It makes me bring my A-game every day (and I love that).
How do you tackle life with two littles when your husband is deployed?
Sleep, food, consistent routines, and clear expectations are the keys to the kingdom. It’s such a boring and practical answer, but as long as my boys are well rested with full bellies, we hum right along. I never leave the house without apple slices and cheese sticks. Every day, no matter what, we’re home at 1:00 for naps and quiet time. Bedtime is 7:00, no budging. I’m a slave to this schedule, which I guess can sound stifling, but I find it freeing. Auto-pilot routines don’t require thought, and I appreciate having the mind space to dedicate to other things.
How do your boys respond to his absence? (Do they act out, are they angry, are they proud?)
Grayson, my four year old, takes it in stride. He trusts that he is loved and missed. It helps too that we live in an Army community where his friends also have deployed parents. It’s his normal. Hammy, my two year old, gave my husband the cold shoulder during his last deployment. Every FaceTime conversation started and ended with Hammy saying, “I no talk papa.” It broke my husband’s heart, but it was an earnest and understandable two year old’s response.
You’ve bounced around to a few different cities, states, even countries! Of those locations, which was your favorite, and why?
My husband’s hometown of Columbus, OH was my favorite by far. I loved living in an urban neighborhood (most Army posts are FAR from cities, so this was a treat), and having a built-in network of family and friends cannot be overvalued.
Summarize your mama-mantra in 3-5 words.
Discipline means to teach, not to punish.
What woman in your life inspires you?
Can I name three I’ve never met?? The research of Brené Brown, Carol Dweck and Dr. Maria Montessori fundamentally changed the way I approached relationships, learning, teaching, and parenting.
What was your recharge before kids, and what is it now?
Alone time and sleep have always kept me afloat. Even though Grayson no longer takes an afternoon nap, 1:00-3:00 remains quiet independent playtime – I’m off duty. Self-care is critical, and I want my boys to grow up understanding if they want to love and support others, they have to be kind to themselves first.
Before becoming a mother, what aspect of parenting were you most confident about? And, were you right?
I wasn’t confident about anything! However, as an elementary teacher, I learned that children will be as generous, helpful, resilient, independent, fill-in-the-blank, as you expect them to be. That’s definitely informed my parenting. Children believe what you tell them.
What’s your best mom-cheat?
Whispering. Shouting instructions from the kitchen – “It’s time to put on your shoes!!” always results in more shouting. If I meet them where they are – playing in their room or outside – and whisper, it’s magic. It’s better for all our ears, and they’re always more likely to comply with a softly spoken request than a down the hall shout.
If there is one piece of advice you can share with new mamas, what would it be?

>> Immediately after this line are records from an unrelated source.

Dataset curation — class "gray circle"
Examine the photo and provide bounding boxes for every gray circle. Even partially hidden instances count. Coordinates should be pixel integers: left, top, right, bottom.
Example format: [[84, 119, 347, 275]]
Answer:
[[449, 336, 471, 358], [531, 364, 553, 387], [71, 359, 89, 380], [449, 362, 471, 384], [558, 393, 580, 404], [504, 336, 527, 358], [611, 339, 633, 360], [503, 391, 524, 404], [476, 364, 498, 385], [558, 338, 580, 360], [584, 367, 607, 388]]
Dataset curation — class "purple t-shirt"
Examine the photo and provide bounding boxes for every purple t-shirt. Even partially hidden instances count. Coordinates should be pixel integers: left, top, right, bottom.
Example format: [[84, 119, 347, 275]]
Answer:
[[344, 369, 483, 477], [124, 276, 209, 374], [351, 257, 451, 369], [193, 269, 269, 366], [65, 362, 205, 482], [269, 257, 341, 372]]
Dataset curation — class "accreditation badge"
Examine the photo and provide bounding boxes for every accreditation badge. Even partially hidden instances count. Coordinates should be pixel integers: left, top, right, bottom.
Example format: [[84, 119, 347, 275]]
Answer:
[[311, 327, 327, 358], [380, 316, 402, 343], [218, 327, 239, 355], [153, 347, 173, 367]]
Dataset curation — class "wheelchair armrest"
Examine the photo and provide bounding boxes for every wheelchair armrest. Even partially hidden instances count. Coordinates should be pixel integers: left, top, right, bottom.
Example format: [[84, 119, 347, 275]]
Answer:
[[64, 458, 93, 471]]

Watch the documentary, Babies. It follows the birth process and life of a newborn in four parts of the world: Namibia, Mongolia, Tokyo, and San Francisco. As you can imagine, there are substantial differences. It brought me such peace. Women have been giving birth since the beginning of time. Billions of women and babies have come before me. Regardless of where they are born, newborns are hearty, resilient, adaptable creatures. If that Mongolian mama can get on a motorcycle with her hours old baby swaddled to her chest and ride home across the grasslands, my newborn and I can make it to our minivan.